You are viewing a plain text version of this content. The canonical link for it is here.
Posted to issues@flink.apache.org by zentol <gi...@git.apache.org> on 2016/06/10 12:52:40 UTC

[GitHub] flink pull request #2090: Expose several new Metrics

GitHub user zentol opened a pull request:

    https://github.com/apache/flink/pull/2090

    Expose several new Metrics

    This PR exposes several new metrics in Flink.
    
    The names, scope and respective performance impact (outside of the actual metric itself) are listed blow:
    
    Metric | Scope | Performance Impact
    -------|-------|-------------------
    currentLowWatermark | Task | None
    lastCheckpointSize | Task | StreamTaskStateList.getStateSize() for every checkpoint
    numBytes(In/Out)(Local/Remote) | Task |  Buffer.getSize() for every buffer
    numRecords(In/Out) | Operator | Streaming: None / Batch: some additional null checks
    numSplitsProcessed | Operator | None
    
    The currentLowWatermark metric simply exposes the last emitted Watermark in the StreamInputProcessor using a Gauge.
    
    The lastCheckpointSize metric is gathered in the StreamTask.performCheckpoint method.
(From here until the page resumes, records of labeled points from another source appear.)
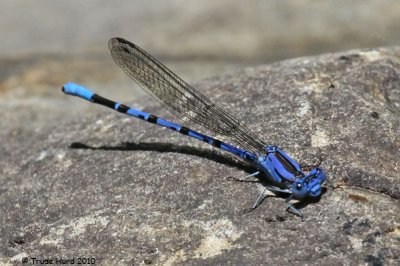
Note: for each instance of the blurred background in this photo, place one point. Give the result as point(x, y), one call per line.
point(45, 43)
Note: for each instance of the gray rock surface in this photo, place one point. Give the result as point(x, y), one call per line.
point(127, 192)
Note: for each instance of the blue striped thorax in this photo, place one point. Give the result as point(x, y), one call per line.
point(279, 166)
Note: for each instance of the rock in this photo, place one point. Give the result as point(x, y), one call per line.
point(122, 191)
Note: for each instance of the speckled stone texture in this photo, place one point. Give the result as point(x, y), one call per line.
point(127, 192)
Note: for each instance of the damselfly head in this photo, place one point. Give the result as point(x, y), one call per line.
point(310, 185)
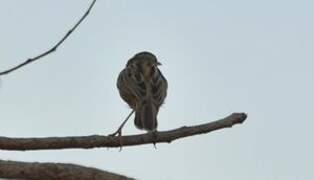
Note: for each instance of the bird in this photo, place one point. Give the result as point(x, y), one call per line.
point(144, 88)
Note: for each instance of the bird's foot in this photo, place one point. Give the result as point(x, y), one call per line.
point(119, 133)
point(154, 135)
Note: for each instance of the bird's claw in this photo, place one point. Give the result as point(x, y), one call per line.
point(118, 133)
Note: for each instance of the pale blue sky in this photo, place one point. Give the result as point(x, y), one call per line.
point(219, 57)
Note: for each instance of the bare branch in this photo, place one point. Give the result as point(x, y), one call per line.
point(54, 48)
point(53, 171)
point(94, 141)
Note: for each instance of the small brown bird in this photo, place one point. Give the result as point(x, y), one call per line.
point(143, 87)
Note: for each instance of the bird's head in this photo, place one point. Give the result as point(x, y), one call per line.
point(144, 60)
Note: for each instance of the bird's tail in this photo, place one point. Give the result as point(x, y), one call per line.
point(146, 116)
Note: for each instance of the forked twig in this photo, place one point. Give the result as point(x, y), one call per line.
point(54, 48)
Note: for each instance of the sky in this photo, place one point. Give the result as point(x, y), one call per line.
point(219, 57)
For every checkpoint made the size is computed and stored in a field, which is exposed with a Gauge.
    
    The numSplitsProcessed metric is a simple counter in the DataSourceTask/FileSourceFunction.
    
    The numBytes(In/Out)(Local/Remote) metric touches the 2nd most files. It replaces the previous numBytes(In/Out) metric which was exposed in the Deserializers. It is now gathered directly in the InputChannels, adding the size of read buffers to a Counter. It is thus also more accurate than the previous version, since that one actually measured you many bytes were deserialized.
    
    The numRecords(In/Out) metric was extended to measure per operator instead of task. This includes chained operators. The information is no longer gathered in the deserializers but the operator itself. This was generally accomplished by wrapping in- and output in Counting(Output/Collector/Iterator/...) classes. Below are more specific details for both Streaming and Batch as to how these were implemented.
    
    ### Streaming
    * numRecordsIn is measured in the StreamInputProcesser or the ChainingOutput class.
    * numRecordsOut is measured by wrapping the output in a CountingOutput, set in the AbstractStreamOperator.
    
    The StreamSource class was slightly modified, adding a second run() method without a collector argument. Using this method the StreamSource now uses the same output that is set in the AbstractStreamOperator. The old method was kept in place so as not to change tests.
    
    The StreamIterationTail class needed some extra love as well, since the contained RecordPusher did not follow the StreamOperator lifecycle. On this operator setup() was never called, leading to an NPE since the MetricGroup was never set. In order to be able to pass an Output object into setup() the RecordPusher's internal logic was moved into a new IterationTailOutput class. This slightly modified the exception behaviour; InterruptedExceptions are now longer simply forwarded, but wrapped in a RuntimeException instead.
    
    ### Batch
    * numRecordsIn is measured in each Driver class separately. In cases where an iterator is passed into the UDF the underlying MutableObjectIterator was wrapped in a CountingMutableObjectIterator. This should ensure that no input record is counted multiple times.
    * numRecordsOut is measured by wrapping the collector in a CountingCollector, set in each Drivers prepare() or run() method.
    
    Note that the following drivers were nto changed: (Join/CoGroup)WithSolutionSet(First/Second)Driver.
    I coiuldn't figure out a way to not count records multiple times, specifically those residing in the HashTable, so I ignored them.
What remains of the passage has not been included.